Gintable's answer is unfortunately an excellent example for why the concept of "Relativistic Mass" should never be used, and in fact is never used by actual scientists. Unfortunately, the concept survives in elementary textbooks and programs on the science channel because some deluded physics teachers think that it makes learning Relativity easier. But what it actually does is give the student a false, semi-Newtonian misunderstanding of the theory.
Radiation pressure is not evidence that light has mass: it's evidence that light possesses momentum. What a poor physics instructor will do at that point is then say, "...and Newton shows us that momentum is mass times velocity, so if the photon has momentum, then it must have mass." But the problem is that SR is a *replacement* for Newton's Three Laws, which are not correct at speeds near that of light. So no appeal to Newtonian physics is EVER permitted in Relativity, and that line of argumentation is void. What a Relativist says is: "There exists a quantity, the 4-momentum, that transforms as a vector under Lorentz transformations. This quantity's components turn out to be the observed energy and momentum of the particle, and its norm is the mass. Since a photon's energy and momentum are equal, and the norm is m^2=E^2-p^2, the particle has no mass."

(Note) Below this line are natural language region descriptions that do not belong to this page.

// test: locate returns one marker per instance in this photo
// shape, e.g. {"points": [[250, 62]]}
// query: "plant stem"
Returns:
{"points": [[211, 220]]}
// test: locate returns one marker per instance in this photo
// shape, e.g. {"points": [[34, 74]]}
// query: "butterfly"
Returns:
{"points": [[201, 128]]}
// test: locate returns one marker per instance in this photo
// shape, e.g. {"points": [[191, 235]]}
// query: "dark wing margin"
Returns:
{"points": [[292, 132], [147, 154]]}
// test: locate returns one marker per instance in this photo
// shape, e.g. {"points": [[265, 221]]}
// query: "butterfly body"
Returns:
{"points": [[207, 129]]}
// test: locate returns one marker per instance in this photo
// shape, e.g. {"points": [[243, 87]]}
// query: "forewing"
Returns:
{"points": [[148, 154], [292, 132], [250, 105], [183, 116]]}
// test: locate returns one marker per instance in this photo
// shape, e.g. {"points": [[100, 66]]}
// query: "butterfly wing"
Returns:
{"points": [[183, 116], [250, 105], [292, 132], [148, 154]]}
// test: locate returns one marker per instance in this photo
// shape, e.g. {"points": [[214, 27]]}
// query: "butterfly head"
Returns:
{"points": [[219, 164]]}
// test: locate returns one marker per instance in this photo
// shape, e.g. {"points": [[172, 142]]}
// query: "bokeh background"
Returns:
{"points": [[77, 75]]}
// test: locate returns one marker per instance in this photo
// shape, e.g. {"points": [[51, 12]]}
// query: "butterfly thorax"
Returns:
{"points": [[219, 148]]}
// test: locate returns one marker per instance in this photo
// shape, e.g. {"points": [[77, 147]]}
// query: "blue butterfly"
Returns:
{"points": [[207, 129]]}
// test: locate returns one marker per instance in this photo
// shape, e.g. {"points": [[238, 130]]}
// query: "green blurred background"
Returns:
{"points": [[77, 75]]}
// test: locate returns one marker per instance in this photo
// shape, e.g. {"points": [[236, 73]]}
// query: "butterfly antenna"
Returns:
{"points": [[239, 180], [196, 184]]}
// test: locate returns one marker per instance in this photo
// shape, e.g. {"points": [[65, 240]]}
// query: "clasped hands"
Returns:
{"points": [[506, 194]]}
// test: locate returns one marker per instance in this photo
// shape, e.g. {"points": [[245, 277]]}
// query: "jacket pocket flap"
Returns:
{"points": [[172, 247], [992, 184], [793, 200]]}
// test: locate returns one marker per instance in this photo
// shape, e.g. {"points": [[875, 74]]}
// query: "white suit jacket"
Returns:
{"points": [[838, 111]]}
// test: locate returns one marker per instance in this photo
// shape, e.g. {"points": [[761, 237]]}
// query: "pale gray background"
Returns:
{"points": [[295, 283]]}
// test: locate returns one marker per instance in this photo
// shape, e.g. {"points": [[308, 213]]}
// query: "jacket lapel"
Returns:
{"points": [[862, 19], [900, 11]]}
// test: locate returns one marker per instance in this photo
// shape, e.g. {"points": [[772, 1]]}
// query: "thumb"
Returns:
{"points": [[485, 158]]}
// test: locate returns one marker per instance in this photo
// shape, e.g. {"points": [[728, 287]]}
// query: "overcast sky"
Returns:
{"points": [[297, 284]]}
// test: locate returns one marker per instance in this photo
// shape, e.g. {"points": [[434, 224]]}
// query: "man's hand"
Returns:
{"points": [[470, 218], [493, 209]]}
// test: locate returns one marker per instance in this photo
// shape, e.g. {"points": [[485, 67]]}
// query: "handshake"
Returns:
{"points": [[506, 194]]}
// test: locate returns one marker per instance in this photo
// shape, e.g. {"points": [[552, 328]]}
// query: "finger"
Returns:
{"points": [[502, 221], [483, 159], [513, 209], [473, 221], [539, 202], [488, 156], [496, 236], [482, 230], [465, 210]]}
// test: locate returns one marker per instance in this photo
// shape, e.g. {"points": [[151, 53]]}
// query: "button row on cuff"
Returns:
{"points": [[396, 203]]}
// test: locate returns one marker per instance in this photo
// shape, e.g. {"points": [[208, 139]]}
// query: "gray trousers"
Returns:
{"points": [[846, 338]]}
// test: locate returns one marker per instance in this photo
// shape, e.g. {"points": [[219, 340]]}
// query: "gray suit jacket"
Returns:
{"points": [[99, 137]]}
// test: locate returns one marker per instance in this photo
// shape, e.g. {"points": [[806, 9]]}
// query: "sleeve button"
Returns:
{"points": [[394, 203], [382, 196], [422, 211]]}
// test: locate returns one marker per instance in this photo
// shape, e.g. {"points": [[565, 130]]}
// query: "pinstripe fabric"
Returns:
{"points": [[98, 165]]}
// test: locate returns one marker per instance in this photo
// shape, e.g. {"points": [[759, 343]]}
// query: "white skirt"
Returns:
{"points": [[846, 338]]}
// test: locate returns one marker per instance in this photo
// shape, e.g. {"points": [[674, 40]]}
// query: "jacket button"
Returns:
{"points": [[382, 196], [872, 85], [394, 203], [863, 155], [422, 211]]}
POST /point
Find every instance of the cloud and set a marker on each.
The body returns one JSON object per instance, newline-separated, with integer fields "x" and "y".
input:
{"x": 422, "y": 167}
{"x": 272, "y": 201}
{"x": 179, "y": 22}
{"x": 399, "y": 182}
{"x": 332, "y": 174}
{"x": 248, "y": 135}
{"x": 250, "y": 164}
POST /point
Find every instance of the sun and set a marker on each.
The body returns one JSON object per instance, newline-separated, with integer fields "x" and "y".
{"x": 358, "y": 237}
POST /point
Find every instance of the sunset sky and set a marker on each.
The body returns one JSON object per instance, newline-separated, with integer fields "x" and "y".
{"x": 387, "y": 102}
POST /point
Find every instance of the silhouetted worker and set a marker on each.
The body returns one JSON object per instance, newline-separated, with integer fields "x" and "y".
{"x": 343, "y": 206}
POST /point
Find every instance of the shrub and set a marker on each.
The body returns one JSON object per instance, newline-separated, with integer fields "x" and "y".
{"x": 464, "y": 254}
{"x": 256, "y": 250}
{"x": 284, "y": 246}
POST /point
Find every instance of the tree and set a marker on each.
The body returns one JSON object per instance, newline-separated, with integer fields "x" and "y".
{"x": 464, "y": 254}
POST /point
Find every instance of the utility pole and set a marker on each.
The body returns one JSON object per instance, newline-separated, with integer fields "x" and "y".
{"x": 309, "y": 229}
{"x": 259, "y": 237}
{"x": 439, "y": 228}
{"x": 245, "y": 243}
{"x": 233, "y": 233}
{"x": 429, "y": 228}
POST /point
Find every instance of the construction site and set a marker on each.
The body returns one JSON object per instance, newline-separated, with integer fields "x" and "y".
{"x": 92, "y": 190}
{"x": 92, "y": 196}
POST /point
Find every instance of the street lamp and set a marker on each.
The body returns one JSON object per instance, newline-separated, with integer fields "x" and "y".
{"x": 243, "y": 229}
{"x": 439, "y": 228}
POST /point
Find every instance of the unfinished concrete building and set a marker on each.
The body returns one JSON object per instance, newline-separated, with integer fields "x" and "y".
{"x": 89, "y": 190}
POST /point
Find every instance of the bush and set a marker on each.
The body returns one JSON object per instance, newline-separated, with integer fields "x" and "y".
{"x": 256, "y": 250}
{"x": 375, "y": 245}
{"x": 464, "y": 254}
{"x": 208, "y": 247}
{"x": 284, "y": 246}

A PHOTON HAS NO MASS. When a physicist says "Mass," they mean "Rest Mass," because "Relativistic Mass" stopped being used in physics in 1935.
Gravitational bending of light is not evidence for mass. Only Newtonian gravity describes gravity as the interaction between masses; General relativity does not. It turns out that Newton was wrong about that; his theory of gravity is a good approximation to GR, the correct theory, but it is wrong. Gravity turns out not to be the attraction of masses, but the bending of spacetime, and the source of the bending of spacetime is energy, momentum, flux, pressure, and stress, NOT mass. Once the curvature is produced, all bodies, regardless of their mass, follow the curvature, even if the mass is zero.

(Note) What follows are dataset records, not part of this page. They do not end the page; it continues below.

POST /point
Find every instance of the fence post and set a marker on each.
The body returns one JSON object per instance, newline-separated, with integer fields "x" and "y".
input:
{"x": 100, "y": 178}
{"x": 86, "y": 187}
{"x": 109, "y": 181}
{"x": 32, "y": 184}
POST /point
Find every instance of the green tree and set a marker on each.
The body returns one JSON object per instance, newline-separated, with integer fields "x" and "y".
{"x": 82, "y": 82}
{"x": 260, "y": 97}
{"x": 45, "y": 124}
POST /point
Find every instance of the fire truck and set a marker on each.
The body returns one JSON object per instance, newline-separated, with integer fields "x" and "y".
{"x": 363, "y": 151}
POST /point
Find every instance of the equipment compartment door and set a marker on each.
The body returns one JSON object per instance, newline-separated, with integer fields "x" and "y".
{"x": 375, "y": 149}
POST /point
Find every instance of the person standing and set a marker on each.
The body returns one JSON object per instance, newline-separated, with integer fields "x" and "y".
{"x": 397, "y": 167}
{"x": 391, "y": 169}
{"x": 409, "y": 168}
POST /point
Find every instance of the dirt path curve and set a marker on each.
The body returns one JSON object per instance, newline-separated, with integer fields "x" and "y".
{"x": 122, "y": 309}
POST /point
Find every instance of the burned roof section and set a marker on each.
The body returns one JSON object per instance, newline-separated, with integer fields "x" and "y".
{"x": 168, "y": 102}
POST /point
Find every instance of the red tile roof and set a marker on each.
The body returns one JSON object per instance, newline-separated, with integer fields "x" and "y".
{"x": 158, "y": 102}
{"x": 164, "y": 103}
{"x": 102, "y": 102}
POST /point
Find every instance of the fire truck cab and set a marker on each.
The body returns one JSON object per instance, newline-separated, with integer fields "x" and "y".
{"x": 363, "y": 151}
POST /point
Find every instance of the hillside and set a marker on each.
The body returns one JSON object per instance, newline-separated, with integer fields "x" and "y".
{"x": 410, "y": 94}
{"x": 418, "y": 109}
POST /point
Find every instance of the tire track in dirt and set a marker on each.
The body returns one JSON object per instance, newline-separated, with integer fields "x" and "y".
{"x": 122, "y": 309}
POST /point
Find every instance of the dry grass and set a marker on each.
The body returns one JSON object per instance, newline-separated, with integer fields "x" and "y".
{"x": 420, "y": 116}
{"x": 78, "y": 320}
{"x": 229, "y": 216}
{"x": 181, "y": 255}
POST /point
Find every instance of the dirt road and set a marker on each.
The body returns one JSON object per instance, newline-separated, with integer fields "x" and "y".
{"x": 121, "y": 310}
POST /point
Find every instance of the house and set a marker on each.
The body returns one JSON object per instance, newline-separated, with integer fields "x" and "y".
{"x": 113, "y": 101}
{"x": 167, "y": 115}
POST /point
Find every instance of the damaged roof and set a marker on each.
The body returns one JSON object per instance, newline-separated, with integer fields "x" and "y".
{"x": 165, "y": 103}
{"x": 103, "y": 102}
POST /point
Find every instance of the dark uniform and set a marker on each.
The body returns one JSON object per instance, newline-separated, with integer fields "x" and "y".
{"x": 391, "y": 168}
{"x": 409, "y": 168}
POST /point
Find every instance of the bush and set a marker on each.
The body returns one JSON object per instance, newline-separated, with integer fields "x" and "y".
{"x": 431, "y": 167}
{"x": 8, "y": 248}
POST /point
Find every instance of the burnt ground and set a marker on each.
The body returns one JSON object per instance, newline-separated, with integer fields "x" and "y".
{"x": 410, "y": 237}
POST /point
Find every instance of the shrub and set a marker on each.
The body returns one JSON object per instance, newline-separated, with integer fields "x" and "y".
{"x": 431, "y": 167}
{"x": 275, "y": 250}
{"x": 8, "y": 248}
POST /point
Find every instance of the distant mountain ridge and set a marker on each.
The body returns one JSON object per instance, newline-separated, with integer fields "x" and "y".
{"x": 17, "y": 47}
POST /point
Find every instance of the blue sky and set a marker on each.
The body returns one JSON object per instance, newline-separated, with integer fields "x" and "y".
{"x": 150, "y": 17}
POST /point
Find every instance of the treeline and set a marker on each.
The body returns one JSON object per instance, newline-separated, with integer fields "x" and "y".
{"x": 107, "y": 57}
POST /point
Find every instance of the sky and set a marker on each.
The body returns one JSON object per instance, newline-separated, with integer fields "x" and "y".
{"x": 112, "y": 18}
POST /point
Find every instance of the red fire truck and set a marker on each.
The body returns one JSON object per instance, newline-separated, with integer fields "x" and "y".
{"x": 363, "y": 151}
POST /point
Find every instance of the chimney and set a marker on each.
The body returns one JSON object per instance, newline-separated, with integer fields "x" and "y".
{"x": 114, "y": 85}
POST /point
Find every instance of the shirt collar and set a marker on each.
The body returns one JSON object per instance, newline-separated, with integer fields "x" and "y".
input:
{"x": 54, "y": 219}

A PHOTON HAS NO MASS. When a physicist says "Mass," they mean "Rest Mass," because "Relativistic Mass" stopped being used in physics in 1935.
"Relativistic Mass", meaning, the mass you get when you naively plug in energy into E=mc^2, rather than into the correct equation, E^2 = (mc^2)^2 + (pc)^2, is meaningless. It is NOT the inertia of the particle, i.e. NOT what you would get from observing a force, an acceleration, and dividing one by the other. It is NOT the source or coupling to gravity, which is stress-energy, NOT mass. It is nothing but an attempt to allow students to retain their naive semi-Newtonian heuristics so that the teachers don't have to teach so much. It leads to misconceptions and a poor, shallow understanding of the theory. Don't use it.